Relacionamento com a imprensa
Apesar da nova fase, Lewinsky admite que ainda lida com os traumas do passado. “Ainda tenho transtorno de estresse pós-traumático (TEPT) por muitas coisas que aconteceram em 1998, e uma delas é minha experiência com a imprensa”, revelou. Embora tenha aprendido a aceitar sua história, evita jornalistas que escreveram sobre ela na época. “Talvez um dia eu sente para falar com um deles em meu podcast. Nunca diga nunca”, disse, sugerindo a possibilidade de confrontar aqueles que ajudaram a moldar sua imagem pública nos anos 90.
Em 1998, quando estourou seu escândalo com Bill Clinton (então presidente dos Estados Unidos), Monica tinha 24 anos. Só romperia o silêncio em 2014, com um ensaio na Vanity Fair intitulado “Vergonha e Sobrevivência”.
“Reclaiming”: seu novo podcast
Agora, Lewinsky se prepara para um novo desafio: seu próprio podcast, Reclaiming with Monica Lewinsky. O programa tem como objetivo dar voz a pessoas que, assim como ela, precisaram redefinir suas identidades após experiências difíceis. “Cada convidado receberá um cristal no final do episódio”, contou, destacando o significado desses objetos em seu processo de cura.
A ideia de “reclamar” sua própria história já a acompanhava há anos. “Tinha isso anotado no meu celular desde que Michelle Obama lançou Becoming.

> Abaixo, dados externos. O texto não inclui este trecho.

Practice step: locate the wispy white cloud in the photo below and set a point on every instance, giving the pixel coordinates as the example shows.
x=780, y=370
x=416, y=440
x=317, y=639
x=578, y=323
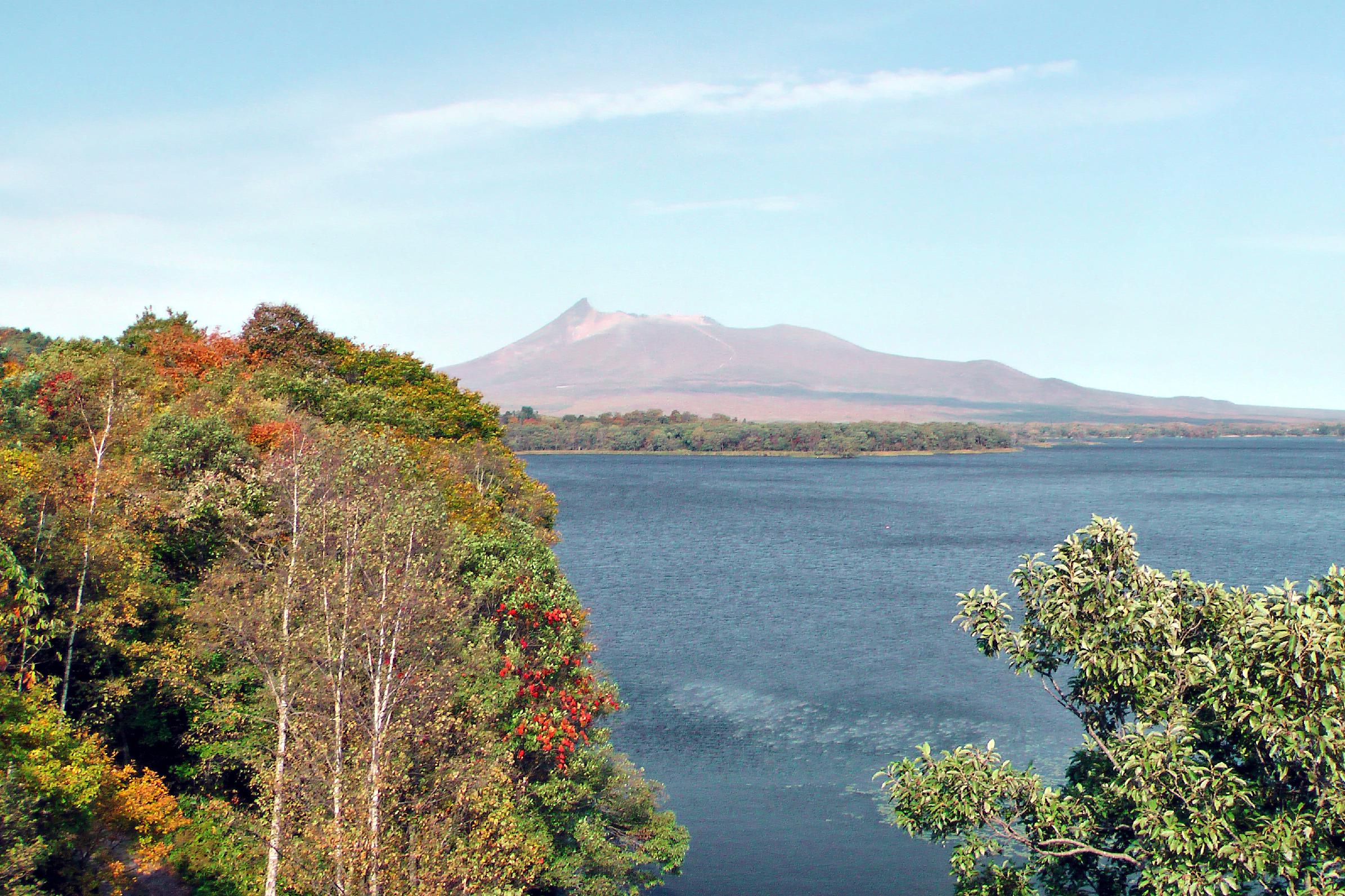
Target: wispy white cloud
x=1319, y=244
x=694, y=98
x=58, y=242
x=759, y=203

Pensei: ‘Meu livro se chamará Reclaiming‘”, revelou. Com o tempo, a ideia se transformou em um espaço para que outras pessoas também compartilhassem suas histórias.
Entre os primeiros convidados do podcast estão a atriz Molly Ringwald, a jornalista Kara Swisher, a escritora Anne Lamott e o ator Alan Cumming. “Me interessa o caos de como passamos de um ponto a outro em nossas vidas”, explicou.
Apesar do entusiasmo, Lewinsky admite que o projeto lhe causa ansiedade. “Tenho medo de fracassar. Meu terapeuta diz que os ecos do trauma demoram a desaparecer”, confessou. “Ainda tenho medo de perder tudo de novo”.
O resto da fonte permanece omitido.